# Martin DX1R



## Ti-Ron (Mar 21, 2007)

What are your thoughts about the Martin DX1R ? I try one in a shop last day and I was impressed by the sound and the price! A cheap Martin with an affordable price (529$) but the construction wood let me uncomfortable, what is that Overpressure wood? Is it like normal press wood or a synthetic stuff of a kind? Do you think is a good buy or better to go on another direction?


----------



## Grenvilleter (Dec 22, 2007)

HPL or High Pressure Laminate. The Martin sawdust and glue sounds so much better than the regular Home Depot garden variety don't you think?

Or...you could buy an all solid wood instrument for just about the same money but it sure won't stand the abuse the HPL will.

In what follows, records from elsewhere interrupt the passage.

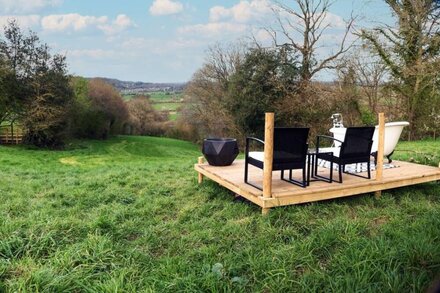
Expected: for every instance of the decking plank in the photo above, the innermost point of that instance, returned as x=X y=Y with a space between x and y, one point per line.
x=284 y=193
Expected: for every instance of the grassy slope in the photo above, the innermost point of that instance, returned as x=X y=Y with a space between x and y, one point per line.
x=127 y=214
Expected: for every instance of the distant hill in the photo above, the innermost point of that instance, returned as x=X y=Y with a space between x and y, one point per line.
x=136 y=87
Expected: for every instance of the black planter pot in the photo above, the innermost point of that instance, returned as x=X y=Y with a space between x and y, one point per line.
x=220 y=151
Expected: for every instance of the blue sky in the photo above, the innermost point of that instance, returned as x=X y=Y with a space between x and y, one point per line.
x=157 y=40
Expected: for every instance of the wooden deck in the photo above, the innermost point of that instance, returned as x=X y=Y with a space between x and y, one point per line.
x=284 y=193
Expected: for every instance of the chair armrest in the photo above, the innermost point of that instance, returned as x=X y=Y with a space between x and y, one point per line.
x=255 y=139
x=325 y=136
x=330 y=137
x=248 y=140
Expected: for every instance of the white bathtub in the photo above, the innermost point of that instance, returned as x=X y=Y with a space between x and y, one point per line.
x=393 y=130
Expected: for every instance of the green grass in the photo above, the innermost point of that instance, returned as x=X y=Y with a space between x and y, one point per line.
x=164 y=97
x=167 y=106
x=127 y=215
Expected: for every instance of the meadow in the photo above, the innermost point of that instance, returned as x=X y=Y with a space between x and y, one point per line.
x=127 y=215
x=164 y=102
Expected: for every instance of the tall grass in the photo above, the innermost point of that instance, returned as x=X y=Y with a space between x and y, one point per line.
x=127 y=215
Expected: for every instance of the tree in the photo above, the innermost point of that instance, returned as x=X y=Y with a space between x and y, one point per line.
x=411 y=53
x=144 y=119
x=109 y=109
x=36 y=87
x=259 y=83
x=207 y=92
x=311 y=22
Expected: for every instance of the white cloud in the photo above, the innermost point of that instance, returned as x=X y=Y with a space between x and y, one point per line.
x=121 y=23
x=93 y=53
x=26 y=6
x=213 y=29
x=150 y=45
x=77 y=22
x=73 y=21
x=25 y=21
x=165 y=7
x=243 y=12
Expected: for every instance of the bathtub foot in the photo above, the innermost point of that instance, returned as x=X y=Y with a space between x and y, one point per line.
x=389 y=157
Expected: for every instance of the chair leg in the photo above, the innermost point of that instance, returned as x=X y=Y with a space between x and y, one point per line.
x=304 y=176
x=340 y=172
x=368 y=170
x=331 y=171
x=246 y=169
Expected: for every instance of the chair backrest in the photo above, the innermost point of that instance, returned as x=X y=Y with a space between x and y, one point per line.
x=290 y=143
x=357 y=142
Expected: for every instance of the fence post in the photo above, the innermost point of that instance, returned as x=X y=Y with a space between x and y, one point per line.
x=268 y=157
x=380 y=150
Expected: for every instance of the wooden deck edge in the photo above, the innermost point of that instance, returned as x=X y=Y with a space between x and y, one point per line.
x=283 y=199
x=370 y=184
x=256 y=199
x=349 y=191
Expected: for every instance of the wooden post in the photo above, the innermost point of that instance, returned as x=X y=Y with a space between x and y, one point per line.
x=201 y=161
x=268 y=156
x=380 y=150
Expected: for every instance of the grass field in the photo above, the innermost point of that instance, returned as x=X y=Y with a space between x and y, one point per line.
x=163 y=101
x=167 y=106
x=127 y=215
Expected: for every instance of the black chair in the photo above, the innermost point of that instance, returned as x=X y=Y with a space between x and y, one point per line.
x=356 y=148
x=289 y=153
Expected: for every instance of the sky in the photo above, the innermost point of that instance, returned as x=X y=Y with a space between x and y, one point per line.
x=161 y=40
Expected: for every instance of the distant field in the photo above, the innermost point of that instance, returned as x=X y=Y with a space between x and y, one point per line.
x=163 y=101
x=127 y=215
x=167 y=106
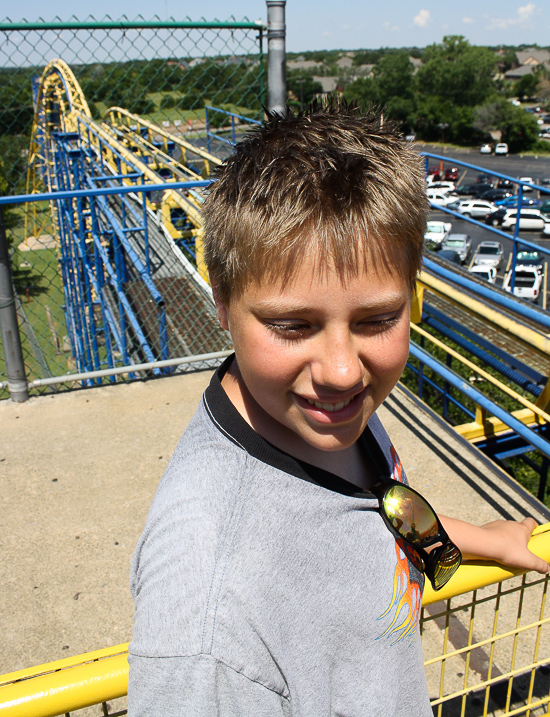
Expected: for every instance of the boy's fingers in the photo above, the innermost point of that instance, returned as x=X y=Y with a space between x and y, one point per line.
x=538 y=564
x=530 y=523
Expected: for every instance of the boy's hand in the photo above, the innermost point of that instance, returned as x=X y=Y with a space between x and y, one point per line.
x=504 y=541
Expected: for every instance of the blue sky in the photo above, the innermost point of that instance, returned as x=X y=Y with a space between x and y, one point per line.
x=330 y=24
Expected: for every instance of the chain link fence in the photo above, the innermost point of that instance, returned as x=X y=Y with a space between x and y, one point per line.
x=106 y=280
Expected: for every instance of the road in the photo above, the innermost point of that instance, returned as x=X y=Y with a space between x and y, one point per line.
x=514 y=166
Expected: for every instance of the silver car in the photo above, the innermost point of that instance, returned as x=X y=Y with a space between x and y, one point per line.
x=489 y=253
x=461 y=243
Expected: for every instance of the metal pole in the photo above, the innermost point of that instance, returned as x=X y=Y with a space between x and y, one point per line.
x=276 y=55
x=9 y=329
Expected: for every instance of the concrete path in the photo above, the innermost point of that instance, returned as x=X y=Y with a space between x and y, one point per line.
x=78 y=471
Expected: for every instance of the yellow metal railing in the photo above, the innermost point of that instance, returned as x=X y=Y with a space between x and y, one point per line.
x=486 y=641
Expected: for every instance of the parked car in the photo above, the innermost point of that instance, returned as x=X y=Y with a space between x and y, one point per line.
x=473 y=190
x=443 y=187
x=526 y=256
x=514 y=200
x=437 y=232
x=440 y=198
x=529 y=219
x=489 y=273
x=527 y=282
x=461 y=243
x=451 y=174
x=489 y=253
x=527 y=182
x=505 y=184
x=475 y=208
x=481 y=188
x=496 y=217
x=494 y=195
x=450 y=255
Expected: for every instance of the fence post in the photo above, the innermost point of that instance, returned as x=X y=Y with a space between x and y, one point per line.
x=276 y=55
x=9 y=328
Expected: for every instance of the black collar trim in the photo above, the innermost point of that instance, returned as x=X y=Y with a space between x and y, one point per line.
x=229 y=421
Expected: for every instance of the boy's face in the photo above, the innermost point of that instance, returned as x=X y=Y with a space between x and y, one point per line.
x=317 y=356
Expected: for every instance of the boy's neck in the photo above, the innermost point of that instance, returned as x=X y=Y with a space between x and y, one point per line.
x=349 y=463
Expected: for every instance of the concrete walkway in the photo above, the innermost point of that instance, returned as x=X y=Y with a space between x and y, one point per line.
x=78 y=471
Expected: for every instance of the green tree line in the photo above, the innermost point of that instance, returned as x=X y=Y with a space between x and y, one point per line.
x=454 y=96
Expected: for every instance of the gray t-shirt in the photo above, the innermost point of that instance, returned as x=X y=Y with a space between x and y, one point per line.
x=264 y=586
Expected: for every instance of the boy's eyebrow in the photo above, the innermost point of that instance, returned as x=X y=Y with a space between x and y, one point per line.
x=393 y=300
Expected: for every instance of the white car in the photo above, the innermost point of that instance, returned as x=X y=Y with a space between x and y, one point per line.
x=489 y=273
x=527 y=282
x=488 y=254
x=528 y=181
x=475 y=208
x=437 y=232
x=529 y=219
x=461 y=243
x=443 y=187
x=439 y=198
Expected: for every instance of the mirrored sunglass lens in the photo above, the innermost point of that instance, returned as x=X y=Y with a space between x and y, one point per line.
x=410 y=514
x=447 y=565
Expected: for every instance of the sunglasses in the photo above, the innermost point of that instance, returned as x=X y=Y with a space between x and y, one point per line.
x=409 y=516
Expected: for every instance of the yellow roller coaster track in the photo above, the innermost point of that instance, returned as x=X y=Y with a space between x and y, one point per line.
x=61 y=106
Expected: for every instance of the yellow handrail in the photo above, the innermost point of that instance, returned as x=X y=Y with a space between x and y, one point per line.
x=73 y=683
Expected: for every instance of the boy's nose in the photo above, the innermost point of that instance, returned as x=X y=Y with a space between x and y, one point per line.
x=337 y=363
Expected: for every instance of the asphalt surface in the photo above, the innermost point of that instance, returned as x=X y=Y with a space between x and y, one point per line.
x=513 y=166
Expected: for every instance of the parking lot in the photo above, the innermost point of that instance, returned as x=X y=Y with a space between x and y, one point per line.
x=513 y=166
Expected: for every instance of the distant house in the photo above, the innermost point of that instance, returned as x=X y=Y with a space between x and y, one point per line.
x=344 y=62
x=530 y=61
x=329 y=84
x=518 y=72
x=364 y=70
x=303 y=65
x=533 y=57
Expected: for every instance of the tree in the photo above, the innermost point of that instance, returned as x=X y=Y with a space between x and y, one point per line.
x=527 y=85
x=458 y=72
x=518 y=128
x=392 y=86
x=304 y=88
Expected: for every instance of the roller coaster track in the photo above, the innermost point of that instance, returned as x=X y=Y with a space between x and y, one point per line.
x=130 y=264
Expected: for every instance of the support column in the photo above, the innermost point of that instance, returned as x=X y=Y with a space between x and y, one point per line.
x=276 y=56
x=9 y=328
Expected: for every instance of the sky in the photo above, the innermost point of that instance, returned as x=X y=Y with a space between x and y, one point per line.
x=334 y=24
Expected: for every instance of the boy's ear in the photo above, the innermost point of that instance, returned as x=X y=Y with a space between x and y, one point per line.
x=221 y=308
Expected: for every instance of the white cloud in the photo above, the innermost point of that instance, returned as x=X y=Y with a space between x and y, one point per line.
x=422 y=19
x=524 y=15
x=390 y=28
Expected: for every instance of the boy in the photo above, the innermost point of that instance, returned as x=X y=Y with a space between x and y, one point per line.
x=267 y=581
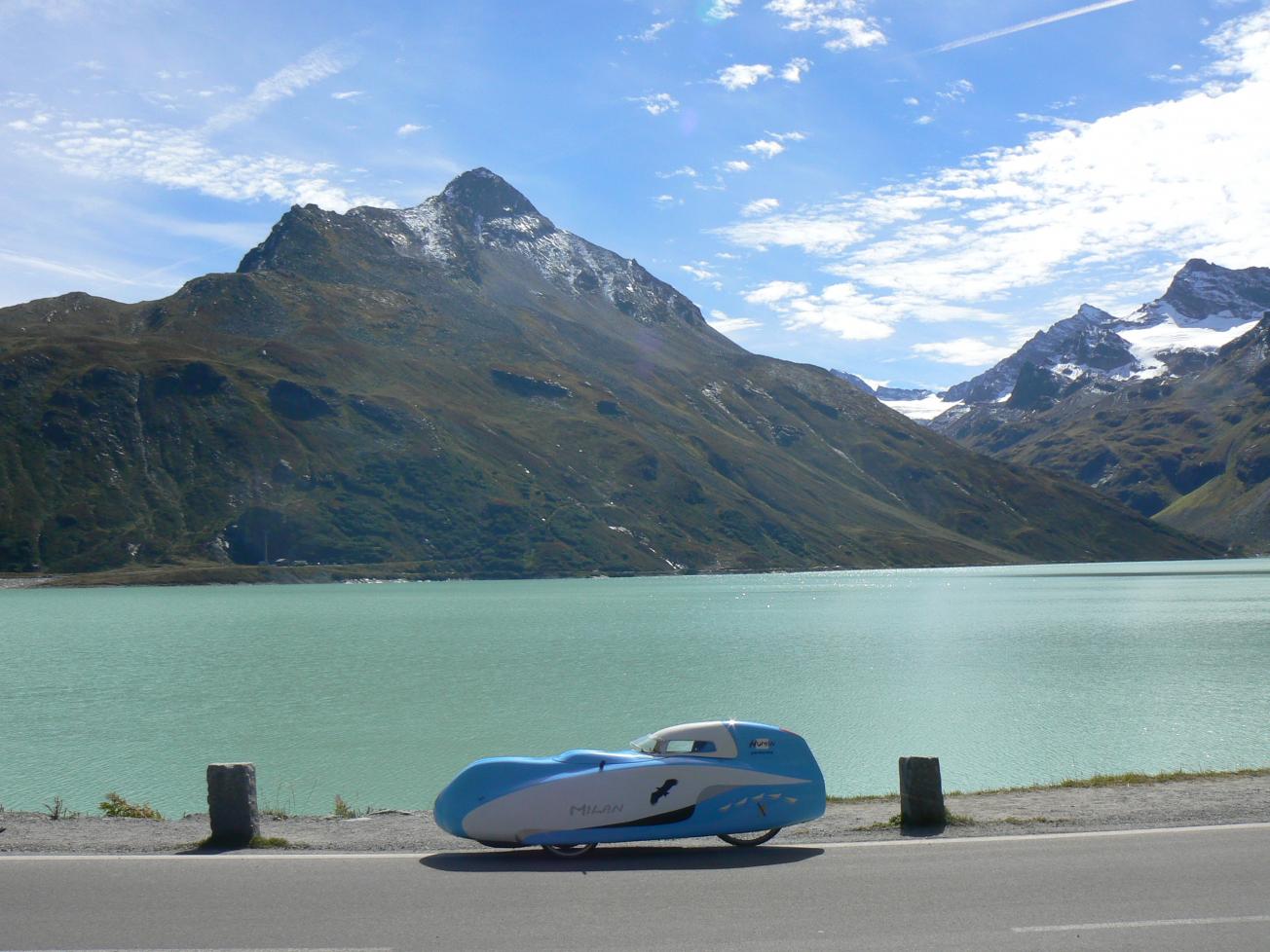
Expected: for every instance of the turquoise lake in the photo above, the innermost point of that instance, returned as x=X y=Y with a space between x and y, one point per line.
x=381 y=692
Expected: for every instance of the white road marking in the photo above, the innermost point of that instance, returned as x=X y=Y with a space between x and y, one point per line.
x=910 y=843
x=1145 y=923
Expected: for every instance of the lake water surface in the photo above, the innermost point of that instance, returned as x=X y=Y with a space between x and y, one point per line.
x=380 y=693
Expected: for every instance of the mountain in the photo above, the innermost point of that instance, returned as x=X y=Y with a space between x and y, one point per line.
x=1178 y=333
x=468 y=389
x=1082 y=345
x=1190 y=450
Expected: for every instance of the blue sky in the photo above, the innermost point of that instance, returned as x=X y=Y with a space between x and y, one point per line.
x=905 y=191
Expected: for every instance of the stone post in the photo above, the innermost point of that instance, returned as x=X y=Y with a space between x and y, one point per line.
x=921 y=791
x=231 y=804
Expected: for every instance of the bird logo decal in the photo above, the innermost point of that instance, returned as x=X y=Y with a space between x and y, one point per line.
x=662 y=791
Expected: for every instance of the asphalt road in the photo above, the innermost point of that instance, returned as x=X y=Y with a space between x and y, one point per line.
x=1199 y=888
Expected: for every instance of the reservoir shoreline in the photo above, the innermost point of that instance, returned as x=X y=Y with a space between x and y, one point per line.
x=1203 y=801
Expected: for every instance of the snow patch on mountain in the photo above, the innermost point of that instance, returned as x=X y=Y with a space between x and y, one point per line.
x=924 y=409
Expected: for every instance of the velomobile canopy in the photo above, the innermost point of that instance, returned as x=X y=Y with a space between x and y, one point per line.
x=704 y=739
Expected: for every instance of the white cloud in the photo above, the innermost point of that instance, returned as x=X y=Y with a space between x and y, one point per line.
x=957 y=91
x=314 y=66
x=761 y=205
x=656 y=103
x=724 y=324
x=766 y=147
x=794 y=70
x=742 y=76
x=817 y=231
x=79 y=272
x=775 y=291
x=844 y=21
x=649 y=34
x=700 y=271
x=964 y=351
x=182 y=159
x=1110 y=199
x=722 y=9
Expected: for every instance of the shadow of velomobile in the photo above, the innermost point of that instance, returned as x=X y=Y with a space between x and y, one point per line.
x=620 y=860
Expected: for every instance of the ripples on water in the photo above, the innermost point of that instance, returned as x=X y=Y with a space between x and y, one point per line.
x=383 y=692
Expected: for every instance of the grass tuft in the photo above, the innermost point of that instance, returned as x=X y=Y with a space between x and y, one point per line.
x=343 y=810
x=115 y=805
x=57 y=810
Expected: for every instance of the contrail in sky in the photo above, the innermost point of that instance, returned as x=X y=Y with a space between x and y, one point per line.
x=1030 y=24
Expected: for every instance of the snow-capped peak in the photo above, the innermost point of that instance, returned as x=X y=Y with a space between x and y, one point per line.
x=479 y=209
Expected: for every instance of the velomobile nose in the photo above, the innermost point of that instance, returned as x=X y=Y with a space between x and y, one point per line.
x=448 y=811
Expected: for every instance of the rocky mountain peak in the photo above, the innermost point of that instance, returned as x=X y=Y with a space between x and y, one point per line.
x=483 y=196
x=1203 y=291
x=1093 y=315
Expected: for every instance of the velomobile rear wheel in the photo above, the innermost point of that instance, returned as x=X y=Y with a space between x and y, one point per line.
x=575 y=850
x=748 y=839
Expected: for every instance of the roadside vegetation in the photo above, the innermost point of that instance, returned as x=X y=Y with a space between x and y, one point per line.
x=1099 y=780
x=115 y=805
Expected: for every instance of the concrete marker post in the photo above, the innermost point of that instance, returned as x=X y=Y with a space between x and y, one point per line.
x=921 y=792
x=231 y=809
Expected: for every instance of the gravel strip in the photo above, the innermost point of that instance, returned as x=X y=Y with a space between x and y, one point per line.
x=1194 y=802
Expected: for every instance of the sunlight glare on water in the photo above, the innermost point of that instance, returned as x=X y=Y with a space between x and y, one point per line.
x=381 y=693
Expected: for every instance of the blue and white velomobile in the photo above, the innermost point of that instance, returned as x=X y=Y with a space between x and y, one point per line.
x=733 y=780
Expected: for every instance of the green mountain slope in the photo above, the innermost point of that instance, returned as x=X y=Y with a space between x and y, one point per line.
x=467 y=387
x=1193 y=452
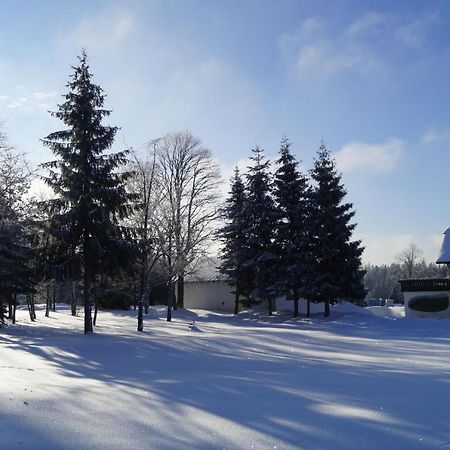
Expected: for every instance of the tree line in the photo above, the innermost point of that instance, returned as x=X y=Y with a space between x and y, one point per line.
x=381 y=281
x=121 y=222
x=287 y=233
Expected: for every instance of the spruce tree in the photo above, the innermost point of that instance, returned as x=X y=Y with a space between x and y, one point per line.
x=337 y=271
x=292 y=241
x=15 y=255
x=233 y=237
x=84 y=226
x=261 y=220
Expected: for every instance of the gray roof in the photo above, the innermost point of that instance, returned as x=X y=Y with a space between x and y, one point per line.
x=444 y=254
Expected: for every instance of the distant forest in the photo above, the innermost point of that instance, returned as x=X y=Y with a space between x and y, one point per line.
x=382 y=281
x=123 y=229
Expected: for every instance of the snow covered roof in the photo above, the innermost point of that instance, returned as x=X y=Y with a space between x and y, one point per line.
x=444 y=254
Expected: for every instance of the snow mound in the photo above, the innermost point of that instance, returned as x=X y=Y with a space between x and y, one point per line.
x=392 y=312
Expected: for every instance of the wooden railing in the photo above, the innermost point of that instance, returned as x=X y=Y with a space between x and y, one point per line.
x=431 y=284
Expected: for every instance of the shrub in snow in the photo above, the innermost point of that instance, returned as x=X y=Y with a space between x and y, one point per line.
x=429 y=303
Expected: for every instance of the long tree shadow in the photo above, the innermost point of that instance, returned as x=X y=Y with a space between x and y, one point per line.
x=267 y=380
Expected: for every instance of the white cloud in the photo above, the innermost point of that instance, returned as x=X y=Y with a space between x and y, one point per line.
x=324 y=58
x=27 y=99
x=384 y=248
x=414 y=34
x=102 y=31
x=358 y=156
x=368 y=23
x=363 y=46
x=434 y=135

On a serious note, SOME of the M&T Martins are prone to bridge roll over and neck resets within there first 10 yrs of life as I have seen reported on some other forums. 
I'm unsure if it was because of sitting in a warm car for too long as some repair people speculated but fairly high proportion did need neck resets when they got 7-10 yrs old. Perhaps there was a prob with the mortice/tenon neck sets originally .
Do your shopping carefully I submit respectfully.


----------



## Mooh (Mar 7, 2007)

Yeah, it's okay for what it is, but I dislike starting with that kind of excuse because it usually means that it's not gonna get any better. For the money, I've played lots of Godin products that were better. Your milage may vary.

Peace, Mooh.


----------



## danbo (Nov 27, 2006)

Yamaha is nice too.


----------



## Gilliangirl (Feb 26, 2006)

My opinion is you're paying more for the name on one of those than you are for the quality. I agree that, for that kind of money, there are better quality guitars out there. 

My .02


----------



## nitehawk55 (Sep 19, 2007)

Gilliangirl said:


> My opinion is you're paying more for the name on one of those than you are for the quality. I agree that, for that kind of money, there are better quality guitars out there.
> 
> My .02


I agree , don't let names on headstocks be what makes you buy their product .


----------



## Eric Pykala (Jul 1, 2006)

I run the Service Dept. at The Arts. Let's just say we've had lots of problems with these guitars. Don't buy acoustics made of anything other than wood. Glue and plastic are for carpentry and garbage bags. Let your ears be the judge.-Eric
Martin DM's are still under a grand. That's where Martins start in my opinion.


----------



## Ti-Ron (Mar 21, 2007)

Thanks for all your comments!
I'll have another look during the week-end!  The Yamaha really interest me and the Godin a little bit too, but I don't really dig the sound I heard still now! Maybe, I'll have to continue the hunt a little bit longer!


----------